Still running with CPU: ./darknet detect cfg/yolov3.cfg yolov3.weights data/dog.jpg

Loading weights from yolov3.weights...Done!
data/dog.jpg: Predicted in **19.136767 seconds**.
dog: 100%
truck: 92%
bicycle: 99%

how to fix this error to compile for CUDA ?

ghost commented 5 years ago

Looks like nvcc crashed. Have you tried CUDA 10.0 instead of 10.1?

aerobiotic commented 5 years ago

I have darknet working with CUDA 10.1. Had some other issues. But to give you hope it should work.
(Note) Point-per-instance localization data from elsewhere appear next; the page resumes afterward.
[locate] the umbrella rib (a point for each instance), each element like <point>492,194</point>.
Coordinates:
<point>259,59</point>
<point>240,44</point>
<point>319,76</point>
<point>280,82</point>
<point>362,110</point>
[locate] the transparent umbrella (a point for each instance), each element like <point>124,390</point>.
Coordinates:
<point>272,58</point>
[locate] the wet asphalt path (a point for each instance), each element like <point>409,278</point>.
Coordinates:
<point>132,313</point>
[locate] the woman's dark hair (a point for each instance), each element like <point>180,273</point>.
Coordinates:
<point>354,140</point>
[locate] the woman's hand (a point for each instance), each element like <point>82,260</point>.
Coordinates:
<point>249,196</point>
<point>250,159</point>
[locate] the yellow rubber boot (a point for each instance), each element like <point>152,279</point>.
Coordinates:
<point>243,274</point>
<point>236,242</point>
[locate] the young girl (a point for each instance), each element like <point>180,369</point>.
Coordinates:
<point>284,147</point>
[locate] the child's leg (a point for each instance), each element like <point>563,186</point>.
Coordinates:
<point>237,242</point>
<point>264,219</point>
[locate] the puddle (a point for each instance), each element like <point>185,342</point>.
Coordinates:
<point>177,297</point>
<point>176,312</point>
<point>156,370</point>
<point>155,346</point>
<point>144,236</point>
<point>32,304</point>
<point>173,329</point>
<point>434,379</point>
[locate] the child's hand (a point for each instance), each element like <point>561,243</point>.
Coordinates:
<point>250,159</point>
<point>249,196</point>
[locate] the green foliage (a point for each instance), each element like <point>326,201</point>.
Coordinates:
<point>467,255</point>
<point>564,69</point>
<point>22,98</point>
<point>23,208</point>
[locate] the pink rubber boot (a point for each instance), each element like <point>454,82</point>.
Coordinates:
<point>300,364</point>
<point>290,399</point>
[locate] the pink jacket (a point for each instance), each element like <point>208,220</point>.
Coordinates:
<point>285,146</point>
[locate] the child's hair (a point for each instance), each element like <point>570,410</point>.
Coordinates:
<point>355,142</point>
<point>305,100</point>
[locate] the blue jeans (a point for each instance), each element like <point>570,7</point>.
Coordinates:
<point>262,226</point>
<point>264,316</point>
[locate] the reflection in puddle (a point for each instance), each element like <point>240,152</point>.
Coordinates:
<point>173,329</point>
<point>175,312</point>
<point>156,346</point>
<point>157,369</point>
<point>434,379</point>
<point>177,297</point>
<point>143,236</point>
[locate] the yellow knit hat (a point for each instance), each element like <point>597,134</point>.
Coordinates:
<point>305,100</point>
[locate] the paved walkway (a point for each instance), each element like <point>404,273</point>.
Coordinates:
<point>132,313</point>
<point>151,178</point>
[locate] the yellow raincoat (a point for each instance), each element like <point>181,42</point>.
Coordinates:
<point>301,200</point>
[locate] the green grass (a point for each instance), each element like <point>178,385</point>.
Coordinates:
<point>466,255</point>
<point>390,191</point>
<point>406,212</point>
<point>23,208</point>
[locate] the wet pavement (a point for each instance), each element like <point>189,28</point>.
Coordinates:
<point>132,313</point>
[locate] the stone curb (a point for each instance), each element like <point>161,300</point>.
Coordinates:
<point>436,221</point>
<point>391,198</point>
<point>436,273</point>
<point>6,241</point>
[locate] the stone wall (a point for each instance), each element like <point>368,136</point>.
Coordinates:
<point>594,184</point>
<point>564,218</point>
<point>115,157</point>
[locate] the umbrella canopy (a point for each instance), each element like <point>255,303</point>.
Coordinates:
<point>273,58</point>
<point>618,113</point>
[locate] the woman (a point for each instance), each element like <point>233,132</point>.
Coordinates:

I am on the master branch. I have not freshened the project in a while. Hash is 80d9bec20f0a44ab07616215c6eadb2d633492fe so perhaps try that specific version.

Like you ... since I see this in your output ... we both have edited the Makefile and updated paths to cuda near line 50

COMMON+= -DGPU -I/usr/local/cuda-10.1/include/
LDFLAGS+= -L/usr/local/cuda-10.1/lib64 -lcuda -lcudart -lcublas -lcurand

Then I got errors about could not find cuda near the end of the build.

-L/usr/local/cuda-10.1/lib64 -lcuda -lcudart -lcublas -lcurand -lstdc++ 
/usr/bin/ld: cannot find -lcuda
collect2: error: ld returned 1 exit status
Makefile:85: recipe for target 'libdarknet.so' failed
make: *** [libdarknet.so] Error 1

Fixed the above by adding a symlink to the cuda library I found in linux-gnu folder.

cd /usr/local/cuda-10.1/lib64
sudo ln -s  /usr/lib/x86_64-linux-gnu/libcuda.so.418.39 libcuda.so

The build worked fine and I was able to run the example below at about 75 times faster than on the system CPU:

./darknet detect cfg/yolo.cfg yolo.weights data/dog.jpg

I am on Ubuntu 18.04 I got most of my tools (compilers, and libraries)l from following the instructions for OpenCV 4.0.1 build. Those are found below. Perhaps it is a compiler version or make issue?

https://github.com/spmallick/learnopencv/blob/master/InstallScripts/installOpenCV-4-on-Ubuntu-18-04.sh

LIMHARRY commented 5 years ago

omg!! It works!!! thanks aerobiotic

OSSome01 commented 4 years ago

image

I tried the above command. Still not working!!. Please help

eltonfernando commented 4 years ago

my version cudnn-10.1-linux-x64-v7.6.5.32.tgz Just replace at /src/gemm.c:232: cudaThreadSynchronize() with cudaDeviceSynchronize()